Frequently Asked Questions
What is the Hodge Review of Arts Council England?
An independent review led by Baroness Margaret Hodge, commissioned by culture secretary Lisa Nandy and published in December 2025. It covers funding reform, digital systems, regional access, individual artist support and governance. The government accepted or agreed to explore all recommendations in its March 2026 response.
How much is being invested in ACE’s new digital platform?
DCMS has committed up to £8 million for systems reform and simpler application processes. The new platform phases in during 2027-28. First services from 2026-27 include a touring service, modernised accreditation and a music growth package.
What does the Hodge Review mean for individual artists?
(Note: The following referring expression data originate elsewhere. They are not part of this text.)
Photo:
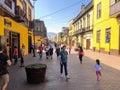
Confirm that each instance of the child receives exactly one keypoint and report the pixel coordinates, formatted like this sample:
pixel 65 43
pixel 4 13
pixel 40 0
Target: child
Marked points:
pixel 98 69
A new comprehensive service for artists and freelancers arrives in 2027-28, replacing DYCP. Improved support for DYCP applicants started from April 2026. The review was clear that arts access shouldn’t depend on where you live or who you know.
When do the Hodge Review reforms take effect?
Some already have. Digital arts became a recognised artform from April 2026. The new platform phases in during 2027-28. The next National Portfolio round covers 2028-29 onwards.
How will arts organisations be affected by the Hodge Review?
Expect redesigned NPO processes with longer funding rounds, simpler reporting and regional boards with more influence. ACE has also committed to sharing data back to organisations in more useful ways. The review is explicit that engagement with ACE should become “simpler and less time-consuming.”
What does interoperability mean for arts funding systems?
Rather than building one centralised system everyone has to use, interoperability means creating standards and connections that let different tools and platforms share data. Organisations keep using what works for them. The data still adds up to a coherent national picture. Think TfL opening its data so Citymapper could exist, rather than TfL trying to build one transport app for everyone.